I’m continuing my week of apples with homemade applesauce. My parents have lots of apple trees and I’m fortunate enough to use them for my applesauce. Last year, we made it with a big fancy machine that squeezes the insides out and catches the skin and core. All you have to do is cut them up, boil them until they are soft, and push them through the machine. It’s a tad bit messy and takes a strong arm to turn the handle, but still makes yummy applesauce.

Supplies for Homemade Applesauce:
- 4 apples
- knife
- apple slicer – optional
- large pot
- blender
- cinnamon
This year, I thought I would try making homemade applesauce using a blender instead. I used 4 apples. I just used what was on hand, 3 green granny smiths and 1 gala. I think it worked out as a great combo with the granny smith’s are tart and no sugar was needed. I peeled them with a knife, but an apple peeler here would be great.


Then I use my trusty apple slicer, which cores it too. Thanks Becca, for the great apple shaped slicer.

Now toss the apples in a large saucepan filled with 1 inch of water and bring to a boil. Turn low and continue to boil until the apples are fork tender. Drain the water out and pour tender apples into a blender. Blend them to a puree. Add a dash of cinnamon and blend again. Give it a taste and see if you need more. If my apples aren’t sweet enough, I’ll sometimes add about 1 tsp of honey.


Pour into bowls and you have a perfect snack for you and the kids. We ate it right away and it was delicious, still warm from the cooking. You can easily freeze a large batch of this if you put it in a freezer safe container, then pull out for later.

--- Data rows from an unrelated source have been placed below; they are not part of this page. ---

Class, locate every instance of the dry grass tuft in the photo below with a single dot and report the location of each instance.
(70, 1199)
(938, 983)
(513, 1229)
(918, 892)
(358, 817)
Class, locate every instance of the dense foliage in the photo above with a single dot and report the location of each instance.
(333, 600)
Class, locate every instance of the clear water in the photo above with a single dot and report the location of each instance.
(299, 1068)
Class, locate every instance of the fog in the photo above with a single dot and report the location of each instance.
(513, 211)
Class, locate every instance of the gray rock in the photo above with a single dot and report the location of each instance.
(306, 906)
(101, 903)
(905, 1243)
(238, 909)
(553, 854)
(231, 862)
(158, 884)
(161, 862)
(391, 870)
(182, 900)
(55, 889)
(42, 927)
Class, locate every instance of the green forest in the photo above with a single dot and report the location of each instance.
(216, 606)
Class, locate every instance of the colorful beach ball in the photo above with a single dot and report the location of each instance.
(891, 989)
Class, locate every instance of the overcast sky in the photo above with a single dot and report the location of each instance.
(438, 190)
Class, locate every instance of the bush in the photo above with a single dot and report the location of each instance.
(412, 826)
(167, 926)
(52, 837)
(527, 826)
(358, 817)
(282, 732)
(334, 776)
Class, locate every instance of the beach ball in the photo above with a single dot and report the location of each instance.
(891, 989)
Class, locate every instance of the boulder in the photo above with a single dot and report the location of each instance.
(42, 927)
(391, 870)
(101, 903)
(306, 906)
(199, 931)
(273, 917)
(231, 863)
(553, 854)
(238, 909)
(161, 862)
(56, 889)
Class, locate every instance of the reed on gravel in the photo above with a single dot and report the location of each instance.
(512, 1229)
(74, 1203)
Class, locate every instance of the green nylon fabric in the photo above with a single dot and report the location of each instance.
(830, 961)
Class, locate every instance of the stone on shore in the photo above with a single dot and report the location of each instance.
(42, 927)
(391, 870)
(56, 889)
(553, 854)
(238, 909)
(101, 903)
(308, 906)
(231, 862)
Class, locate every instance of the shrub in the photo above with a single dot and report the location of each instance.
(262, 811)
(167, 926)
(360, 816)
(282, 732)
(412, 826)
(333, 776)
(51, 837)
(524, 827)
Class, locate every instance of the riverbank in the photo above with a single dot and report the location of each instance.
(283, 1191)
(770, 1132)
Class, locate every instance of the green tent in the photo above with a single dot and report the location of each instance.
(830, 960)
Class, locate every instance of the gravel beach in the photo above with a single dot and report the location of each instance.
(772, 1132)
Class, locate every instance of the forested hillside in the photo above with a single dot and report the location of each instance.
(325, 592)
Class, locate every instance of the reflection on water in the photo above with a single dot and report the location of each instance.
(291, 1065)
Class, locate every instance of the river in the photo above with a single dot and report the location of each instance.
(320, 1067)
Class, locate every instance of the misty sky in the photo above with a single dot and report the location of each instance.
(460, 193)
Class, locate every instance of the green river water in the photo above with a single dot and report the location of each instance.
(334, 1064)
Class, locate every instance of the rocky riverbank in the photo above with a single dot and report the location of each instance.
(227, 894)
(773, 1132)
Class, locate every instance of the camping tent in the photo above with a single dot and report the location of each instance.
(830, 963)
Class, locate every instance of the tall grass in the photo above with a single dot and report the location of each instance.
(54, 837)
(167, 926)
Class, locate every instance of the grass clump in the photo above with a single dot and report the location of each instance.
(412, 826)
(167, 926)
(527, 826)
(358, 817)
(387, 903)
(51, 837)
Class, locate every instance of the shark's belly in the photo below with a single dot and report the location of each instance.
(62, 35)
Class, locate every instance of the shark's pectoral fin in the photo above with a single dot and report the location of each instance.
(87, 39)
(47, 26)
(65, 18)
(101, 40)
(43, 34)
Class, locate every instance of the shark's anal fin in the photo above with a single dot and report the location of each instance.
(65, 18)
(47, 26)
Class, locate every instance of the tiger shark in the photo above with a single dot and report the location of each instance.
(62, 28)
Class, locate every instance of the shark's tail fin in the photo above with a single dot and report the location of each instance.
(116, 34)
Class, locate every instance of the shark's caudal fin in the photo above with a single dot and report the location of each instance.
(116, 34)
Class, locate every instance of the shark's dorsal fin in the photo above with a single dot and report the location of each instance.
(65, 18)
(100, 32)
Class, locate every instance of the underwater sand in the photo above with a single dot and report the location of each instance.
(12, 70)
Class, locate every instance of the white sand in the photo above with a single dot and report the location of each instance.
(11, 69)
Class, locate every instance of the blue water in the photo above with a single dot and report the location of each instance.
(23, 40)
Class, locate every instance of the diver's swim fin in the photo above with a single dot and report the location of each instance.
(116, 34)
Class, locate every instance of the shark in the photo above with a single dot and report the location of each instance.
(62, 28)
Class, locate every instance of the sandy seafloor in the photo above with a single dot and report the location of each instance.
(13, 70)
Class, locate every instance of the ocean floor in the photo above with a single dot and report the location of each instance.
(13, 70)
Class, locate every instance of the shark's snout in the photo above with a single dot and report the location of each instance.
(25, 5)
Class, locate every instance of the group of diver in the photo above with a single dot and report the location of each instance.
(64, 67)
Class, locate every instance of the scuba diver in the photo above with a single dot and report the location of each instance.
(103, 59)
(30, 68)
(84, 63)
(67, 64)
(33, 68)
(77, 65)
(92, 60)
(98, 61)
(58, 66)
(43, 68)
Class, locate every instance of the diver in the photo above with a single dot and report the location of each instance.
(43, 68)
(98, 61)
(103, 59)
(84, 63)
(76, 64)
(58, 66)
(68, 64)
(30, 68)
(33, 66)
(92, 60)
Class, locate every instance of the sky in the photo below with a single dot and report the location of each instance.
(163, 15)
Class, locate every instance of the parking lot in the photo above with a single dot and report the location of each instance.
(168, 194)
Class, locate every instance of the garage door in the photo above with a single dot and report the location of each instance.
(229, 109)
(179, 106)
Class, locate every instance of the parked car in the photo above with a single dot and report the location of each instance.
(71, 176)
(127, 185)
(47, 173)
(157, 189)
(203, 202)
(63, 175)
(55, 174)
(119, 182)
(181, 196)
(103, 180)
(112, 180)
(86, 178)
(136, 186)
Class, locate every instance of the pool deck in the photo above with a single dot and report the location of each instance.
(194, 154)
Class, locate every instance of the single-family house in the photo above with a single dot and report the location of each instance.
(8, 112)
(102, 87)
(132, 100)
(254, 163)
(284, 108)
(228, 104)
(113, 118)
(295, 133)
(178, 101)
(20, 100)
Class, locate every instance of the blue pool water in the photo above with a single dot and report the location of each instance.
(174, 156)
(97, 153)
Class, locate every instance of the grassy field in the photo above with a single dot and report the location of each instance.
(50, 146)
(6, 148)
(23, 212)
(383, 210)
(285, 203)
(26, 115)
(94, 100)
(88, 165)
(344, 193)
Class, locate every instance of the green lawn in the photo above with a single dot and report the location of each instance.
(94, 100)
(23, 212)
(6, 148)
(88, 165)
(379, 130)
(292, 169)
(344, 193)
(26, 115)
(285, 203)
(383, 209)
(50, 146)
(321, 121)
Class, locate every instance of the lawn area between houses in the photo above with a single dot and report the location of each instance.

{ 5 comments… read them below or add one }
wow! you are all about the apples these days!
I’m on a freeze-veggies-and-fruits kick. This looks like something I could easily do!
i use the corer and cook the apples with the peels on and then proceed to blender or food processor. you never taste the peel and there is more fiber that way. instead of sugar you can add a peach, nectarine, strawberries or raspberries to add a bit of hidden sweetness.
you are giving yourself way too much work! when I make applesauce I add only about a tablespoon or two of water, put the cinnamon on top, put a lid on and simmer for awhile. the apples start to break down on their own, and whenever the rest of the meal is done, i mash them w/a fork or potato masher if it’s a big batch. et voila! no draining or blender clean up!
I ate at a restaurant yesterday where they served cooked apples as a side dish. They’re soft enough to chew, tasted great, and saves one another job (mashing or blending).